En effet, l’appartement correspond exactement à ce qu’ils recherchaient : lumineux, fonctionnel, propre. Julien se tourne vers Sandrine, les yeux pétillants.

– Qu’en penses-tu ?

La jeune femme refait le tour des pièces, ouvre et ferme à nouveau les portes des placards, son regard balaye lentement les murs, les plafonds, revient sur les fenêtres. Finalement, elle s’approche de Julien, le fixe longuement. 

– Je crois que j’aimerai vivre ici, dit-elle dans un sourire. 

– Super, s’écrie Clément. On va être bien ici ! 

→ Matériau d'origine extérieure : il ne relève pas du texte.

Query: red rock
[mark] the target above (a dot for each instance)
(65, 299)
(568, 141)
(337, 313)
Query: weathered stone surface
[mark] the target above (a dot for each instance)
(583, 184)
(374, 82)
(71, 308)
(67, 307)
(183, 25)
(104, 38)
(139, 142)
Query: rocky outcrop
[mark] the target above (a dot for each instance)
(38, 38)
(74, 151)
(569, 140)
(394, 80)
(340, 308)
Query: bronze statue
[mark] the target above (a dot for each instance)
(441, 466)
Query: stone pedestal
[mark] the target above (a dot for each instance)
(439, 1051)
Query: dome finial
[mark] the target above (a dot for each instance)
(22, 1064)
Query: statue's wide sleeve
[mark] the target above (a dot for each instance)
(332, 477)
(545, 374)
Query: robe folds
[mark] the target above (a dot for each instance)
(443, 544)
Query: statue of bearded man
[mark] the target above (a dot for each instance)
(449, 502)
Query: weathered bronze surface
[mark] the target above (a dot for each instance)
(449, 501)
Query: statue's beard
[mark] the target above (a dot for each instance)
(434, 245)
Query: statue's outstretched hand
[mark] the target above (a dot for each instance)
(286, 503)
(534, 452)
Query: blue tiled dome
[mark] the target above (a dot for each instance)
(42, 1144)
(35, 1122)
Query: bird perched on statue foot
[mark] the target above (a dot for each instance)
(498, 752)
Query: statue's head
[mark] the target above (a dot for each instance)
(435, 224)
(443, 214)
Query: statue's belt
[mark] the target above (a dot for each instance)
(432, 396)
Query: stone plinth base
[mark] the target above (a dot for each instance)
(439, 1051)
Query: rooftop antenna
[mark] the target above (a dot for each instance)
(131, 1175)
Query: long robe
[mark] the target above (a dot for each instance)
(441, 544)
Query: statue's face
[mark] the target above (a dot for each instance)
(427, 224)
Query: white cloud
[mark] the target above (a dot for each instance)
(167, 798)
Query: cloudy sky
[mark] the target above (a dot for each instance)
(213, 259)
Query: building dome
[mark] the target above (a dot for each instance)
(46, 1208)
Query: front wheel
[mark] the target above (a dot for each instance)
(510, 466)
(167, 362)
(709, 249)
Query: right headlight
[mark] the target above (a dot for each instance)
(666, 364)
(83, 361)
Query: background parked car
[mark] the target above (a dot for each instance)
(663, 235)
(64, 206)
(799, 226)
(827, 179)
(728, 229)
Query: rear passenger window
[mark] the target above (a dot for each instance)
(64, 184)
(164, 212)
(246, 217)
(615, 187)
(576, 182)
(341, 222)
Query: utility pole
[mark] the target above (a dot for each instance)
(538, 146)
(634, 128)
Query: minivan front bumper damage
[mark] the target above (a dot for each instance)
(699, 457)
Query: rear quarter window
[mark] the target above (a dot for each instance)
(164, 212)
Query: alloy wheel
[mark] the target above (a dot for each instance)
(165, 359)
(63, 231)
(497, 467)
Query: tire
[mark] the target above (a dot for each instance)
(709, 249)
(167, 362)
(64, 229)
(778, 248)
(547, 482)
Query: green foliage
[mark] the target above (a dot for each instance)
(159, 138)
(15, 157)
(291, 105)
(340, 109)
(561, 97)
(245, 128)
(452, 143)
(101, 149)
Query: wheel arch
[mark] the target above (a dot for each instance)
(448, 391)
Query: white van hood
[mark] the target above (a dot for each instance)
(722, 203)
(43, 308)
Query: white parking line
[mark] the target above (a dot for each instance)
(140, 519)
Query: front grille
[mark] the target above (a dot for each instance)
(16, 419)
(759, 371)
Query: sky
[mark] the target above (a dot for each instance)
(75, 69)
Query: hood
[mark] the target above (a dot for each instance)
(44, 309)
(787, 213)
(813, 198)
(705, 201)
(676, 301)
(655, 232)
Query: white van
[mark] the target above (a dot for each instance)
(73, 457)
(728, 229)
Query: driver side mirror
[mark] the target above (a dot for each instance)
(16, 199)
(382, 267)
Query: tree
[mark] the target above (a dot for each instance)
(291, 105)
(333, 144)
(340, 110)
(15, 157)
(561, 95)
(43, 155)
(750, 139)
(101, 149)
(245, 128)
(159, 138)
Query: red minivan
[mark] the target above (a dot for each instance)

– Quand nous serons installés, nous pendrons la crémaillère, déclare Sandrine. Nous inviterons ma sœur, tes frères, mes amies Bénédicte et Sophie, et Rémy. 

 

 

Rémy..! Quand il avait appris les conclusions du tribunal, il s’était fâché. Tout rouge. Il l’avait secoué de toute la force de son amitié. Il avait ouvert les vannes de sa colère et dans un flot bouillonnant d’exclamations et d’injures, il l’avait tancé rageusement. Il avait conclu :

– Ça suffit ! Tu fonces dans le mur ! Je vais te montrer, moi, la vraie vie !

Chaque jour, il l’avait emmené marcher au bois. Au début, cela fatiguait énormément Julien. Peu à peu, le rythme s’était accéléré. Ils avaient fini par courir. Il a retrouvé un souffle profond, régulier, efficace.

Sandrine courait sur le même parcours qu’eux. Le trio s’était formé. Julien avait trouvé un attrait nouveau à son entraînement. Le regard confiant de Clément lui avait réchauffé le cœur. Il lui avait alors fallu construire pour inviter Sandrine dans sa vie, construire pour capter la confiance de Clément. Il avait présenté plusieurs concours. Il avait réussi : fonctionnaire territorial.

Sans la sainte colère de Rémy, où serait-il aujourd’hui ?

 

 

Julien frémit.

– Qu’as-tu ? Demande Sandrine. Tu as sursauté.

– Ce n’est rien. J’étais dans mon mauvais rêve.

– Ce n’est pas un mauvais rêve. C’est un mauvais souvenir. Et les souvenirs appartiennent au passé. Dans quelques jours, les cartons que nous aurons remplis chacun de notre côté, nous les déballerons ensemble, puis, nous ferons la fête.